Set in rural Estonia, Mother begins with the investigation of a suspiciously unlikely case of attempted murder. During an armed robbery gone awry, prospective young Lauri makes the mistake of fighting back and, in the process, is shot in the head and left for dead beside an ATM. Doting mother Elsa nurses her comatose son, diligently watchful by his bedside as visitors come and go. But soon enough her humble, domestic regime is upended as the mystery of her son’s shooting unfolds and the truth reveals itself. The residents of the small, backwards town begin to unveil their true nature and life as they know it in the community starts to unravel.
The plot is mischievously misdirected by Kõusaar, oscillating between a darkly comic drama and a sinister murder mystery. The viewer is left to uncover the case and provide himself with more detective work than the baffled policemen it is assigned to. The resultant tone is latent with wickedly black humor and layer upon layer of deceptive character development.
Tiina Malberg’s performance as Elsa is a steady unfastening of her morals and emotions. As the pressures of being a mother, wife and lover become impossible to cope with, she instinctively proves what she is genuinely capable of. Malberg’s diminished style of acting is illustrative of her character’s struggle for happiness, worn down by the lifestyle she has settled for and that there is no respite from. Her movements are restricted to different rooms of the house, where even in the garden the house dominates the background space around Elsa. She is caught between the traditional and outmoded duties expected of her but empowered by her sensibilities as a strong, independent woman. Trapped by her husband, stuck in their loveless marriage and trapped also by her son, forced to be his caretaker, Elsa is morally culpable for his well-being and must permanently stay with him. Elsa’s rituals are confined to that of a desperate housewife. She has an obsessive compulsive need to keep her home clean and tidy, cooking meals for her dazed and withdrawn husband. The school head teacher and Lauri’s boss Aarne brings her fresh flowers every day. While her husband is gardening, fishing or hunting, they make love. Embroiled in a long-term love affair, promising to leave all her family mess behind and elope with Aarne, the spectator’s sympathy for Elsa is short-lived. She struggles to maintain the healthcare for Lauri and begins to feel victimized by her put upon situation. As the guilty feeling of responsibility grows within her, her love for her son appears to dwindle. The maternal ideal of Elsa portrayed at the beginning of the film is forgotten.

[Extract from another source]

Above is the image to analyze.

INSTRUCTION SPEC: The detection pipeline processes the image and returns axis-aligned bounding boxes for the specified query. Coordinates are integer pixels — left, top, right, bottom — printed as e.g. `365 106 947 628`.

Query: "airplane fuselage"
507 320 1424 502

The townspeople’s lack of ethics is contagious to the extent that most characters are as deceitful as each other. In one scene, a portly policeman discloses newfound information he has stumbled upon to Elsa. His findings lead him to believe that a significantly large sum of money was withdrawn from her son’s bank account before the crime. Suddenly, characters’ principles are skewed by the promise of monetary gain. The immediate reaction of a number of characters is to ask about the location of the money and whom it was intended for. Rather than to continue looking for the masked assailant, his best friend, his girlfriend and his own mother ransack his bedroom in the hope of discovering the money. Similarly, Lauri’s visitors are quickly turned into reluctant suspects by his mother’s prying eyes and eavesdropping. Perfectly good motives for stealing his savings and murdering come to light. His cheating girlfriend needs money for down payments on their new, shared apartment. His best friend needs to loan more money for his struggling housing business. However, the only response Lauri is capable of is a mismatched blink of his eyes or twitch in his limbs. Here, their greed is presented as just as futile as their interrogations of Lauri.
Pretending to be something you are not is also given a visual manifestation in the setting of the town. Resembling a model version of the real thing, the red rose bushes, white picket fences and pastel colors of the houses evoke a nostalgic rendition of 1950s American suburbia. This mise-en-scene offers an impression of heightened, whitewashed reality. The very flawlessness of its presentation is precisely why its authenticity comes into question. A perfect façade, the atmosphere of the environment is given a subduing effect like the quaint complacency of lifelike figurines in a miniature dollhouse or toy train set. It is as if the filmmaker has created a doppelganger of the real town in order to encapsulate a truly uncanny quality. The abnormality of the setting even bleeds into the inhabitants who themselves share odd gestures and peculiarities disguised as idiosyncrasies. Their performances are simultaneously full of ambiguity and self-awareness, drawing attention to the act they are putting on. One interpretation could be that the intentional manufacturing of such an esoteric setting amplifies the disenfranchisement between residents and their households. It forms an alienated society, out of which is born distrust, betrayal and the hatching of evil schemes.